A new discussion paper, “Environmental and Regulatory Reviews”, released by the federal government outlines many of the changes now being considered to reform the environmental impact assessment process and rebuild muscle in the Fisheries Act and the Navigation Protection Act — two key statutes weakened by environmental reforms in 2012.
One of the biggest changes will be in the nature of the assessment itself. The word “environmental” will be dropped. Impact assessment will be the objective, with impact defined broadly to include social, health and economic aspects of a project. The discussion paper even proposes adding a new category of assessment — Gender-Based Analysis Plus — intended to recognize that individuals are identified by several different factors.

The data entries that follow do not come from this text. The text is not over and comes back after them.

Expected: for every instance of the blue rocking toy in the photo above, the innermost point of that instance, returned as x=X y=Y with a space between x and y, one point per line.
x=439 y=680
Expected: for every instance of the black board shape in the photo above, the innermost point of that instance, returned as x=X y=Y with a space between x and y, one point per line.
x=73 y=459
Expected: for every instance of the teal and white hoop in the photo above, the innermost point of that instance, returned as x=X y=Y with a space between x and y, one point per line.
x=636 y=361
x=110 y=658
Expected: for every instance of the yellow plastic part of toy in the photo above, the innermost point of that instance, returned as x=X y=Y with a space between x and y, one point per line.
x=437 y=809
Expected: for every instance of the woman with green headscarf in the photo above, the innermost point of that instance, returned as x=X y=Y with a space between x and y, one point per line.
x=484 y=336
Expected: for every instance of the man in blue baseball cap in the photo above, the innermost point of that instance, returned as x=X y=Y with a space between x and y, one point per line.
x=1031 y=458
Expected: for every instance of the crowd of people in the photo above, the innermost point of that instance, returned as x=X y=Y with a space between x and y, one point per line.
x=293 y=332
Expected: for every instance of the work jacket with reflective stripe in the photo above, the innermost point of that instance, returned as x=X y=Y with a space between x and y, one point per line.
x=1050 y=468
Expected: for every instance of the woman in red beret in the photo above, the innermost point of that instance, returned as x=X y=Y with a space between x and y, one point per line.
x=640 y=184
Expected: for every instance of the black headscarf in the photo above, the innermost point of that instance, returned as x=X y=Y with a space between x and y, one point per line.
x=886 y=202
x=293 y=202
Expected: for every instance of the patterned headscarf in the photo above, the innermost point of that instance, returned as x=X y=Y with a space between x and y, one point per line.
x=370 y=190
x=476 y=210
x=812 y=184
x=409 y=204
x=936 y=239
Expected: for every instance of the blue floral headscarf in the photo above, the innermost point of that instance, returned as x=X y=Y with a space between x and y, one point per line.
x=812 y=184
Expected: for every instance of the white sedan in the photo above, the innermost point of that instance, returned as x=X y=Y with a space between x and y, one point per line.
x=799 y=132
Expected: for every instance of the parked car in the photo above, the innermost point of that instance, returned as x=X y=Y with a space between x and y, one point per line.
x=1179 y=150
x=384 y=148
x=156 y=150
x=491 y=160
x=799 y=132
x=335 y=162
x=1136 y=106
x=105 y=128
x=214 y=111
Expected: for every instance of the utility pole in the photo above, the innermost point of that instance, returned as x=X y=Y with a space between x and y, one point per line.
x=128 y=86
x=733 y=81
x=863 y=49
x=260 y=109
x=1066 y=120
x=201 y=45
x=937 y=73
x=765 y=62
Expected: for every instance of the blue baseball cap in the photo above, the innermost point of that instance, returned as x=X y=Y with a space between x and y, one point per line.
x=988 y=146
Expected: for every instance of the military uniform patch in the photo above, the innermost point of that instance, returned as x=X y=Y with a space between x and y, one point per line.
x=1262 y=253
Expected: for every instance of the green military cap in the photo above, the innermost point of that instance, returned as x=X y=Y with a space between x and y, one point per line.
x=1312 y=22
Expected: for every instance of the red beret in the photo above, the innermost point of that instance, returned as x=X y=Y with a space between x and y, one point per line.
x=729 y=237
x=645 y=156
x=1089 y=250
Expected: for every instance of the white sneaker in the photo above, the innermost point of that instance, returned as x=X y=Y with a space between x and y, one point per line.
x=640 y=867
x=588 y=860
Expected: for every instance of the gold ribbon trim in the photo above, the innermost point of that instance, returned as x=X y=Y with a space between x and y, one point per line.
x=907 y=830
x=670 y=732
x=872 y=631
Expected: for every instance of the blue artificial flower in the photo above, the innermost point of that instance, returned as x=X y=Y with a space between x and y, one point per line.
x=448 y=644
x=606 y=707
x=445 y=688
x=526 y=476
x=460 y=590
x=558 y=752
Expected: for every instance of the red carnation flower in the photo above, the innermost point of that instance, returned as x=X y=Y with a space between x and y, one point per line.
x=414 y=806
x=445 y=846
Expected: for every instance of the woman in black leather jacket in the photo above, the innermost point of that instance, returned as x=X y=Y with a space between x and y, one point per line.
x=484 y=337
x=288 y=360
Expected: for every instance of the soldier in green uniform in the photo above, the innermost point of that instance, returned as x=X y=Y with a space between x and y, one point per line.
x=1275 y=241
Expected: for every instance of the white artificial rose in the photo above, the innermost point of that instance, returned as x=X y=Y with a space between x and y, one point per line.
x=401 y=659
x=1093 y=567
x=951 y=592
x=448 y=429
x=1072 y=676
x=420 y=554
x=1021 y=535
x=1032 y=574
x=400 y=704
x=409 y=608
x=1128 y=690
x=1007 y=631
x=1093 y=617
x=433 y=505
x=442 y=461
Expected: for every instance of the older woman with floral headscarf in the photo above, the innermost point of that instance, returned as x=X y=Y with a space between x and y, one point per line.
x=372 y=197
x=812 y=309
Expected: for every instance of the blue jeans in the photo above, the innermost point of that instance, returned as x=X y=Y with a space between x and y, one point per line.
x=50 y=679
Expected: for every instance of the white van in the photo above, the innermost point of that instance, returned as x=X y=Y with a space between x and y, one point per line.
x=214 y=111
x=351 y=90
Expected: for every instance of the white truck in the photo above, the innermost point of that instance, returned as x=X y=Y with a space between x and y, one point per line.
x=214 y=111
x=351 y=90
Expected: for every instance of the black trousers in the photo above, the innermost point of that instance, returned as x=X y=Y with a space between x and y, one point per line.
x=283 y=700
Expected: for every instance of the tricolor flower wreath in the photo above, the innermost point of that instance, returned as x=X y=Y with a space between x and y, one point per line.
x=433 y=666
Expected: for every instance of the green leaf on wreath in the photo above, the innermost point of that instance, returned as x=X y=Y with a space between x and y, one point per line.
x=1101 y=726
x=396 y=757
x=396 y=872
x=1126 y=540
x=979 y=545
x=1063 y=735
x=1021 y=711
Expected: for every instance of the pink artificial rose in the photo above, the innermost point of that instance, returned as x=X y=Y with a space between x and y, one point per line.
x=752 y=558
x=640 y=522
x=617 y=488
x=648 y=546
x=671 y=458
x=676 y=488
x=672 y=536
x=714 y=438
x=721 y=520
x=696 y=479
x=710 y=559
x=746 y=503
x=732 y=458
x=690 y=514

Impact assessments will also weigh cumulative effects. This may require strengthening pan-Canadian frameworks (e.g., the Pan-Canadian Framework on Clean Growth and Climate Change) and conducting regional assessments to understand and manage cumulative effects.
Procedurally, impact assessments would begin much earlier than is the case now. Proponents would launch impact assessments with an early planning and engagement phase intended to identify problems before a course of action is locked in, and to achieve consensus on the project’s assessment process. The discussion paper notes that many proponents appreciate the value of early engagement, but it remains foreign to most developments.
The process would be managed by a single impact assessment agency with the objective of holding one assessment per project. The institutional expertise that currently resides within the other agencies that conduct environmental impact assessments — the National Energy Board, the Canadian Nuclear Safety Commission and the offshore petroleum boards — would not be chucked aside, however. For projects under their regulatory jurisdiction, impact assessments would be held jointly.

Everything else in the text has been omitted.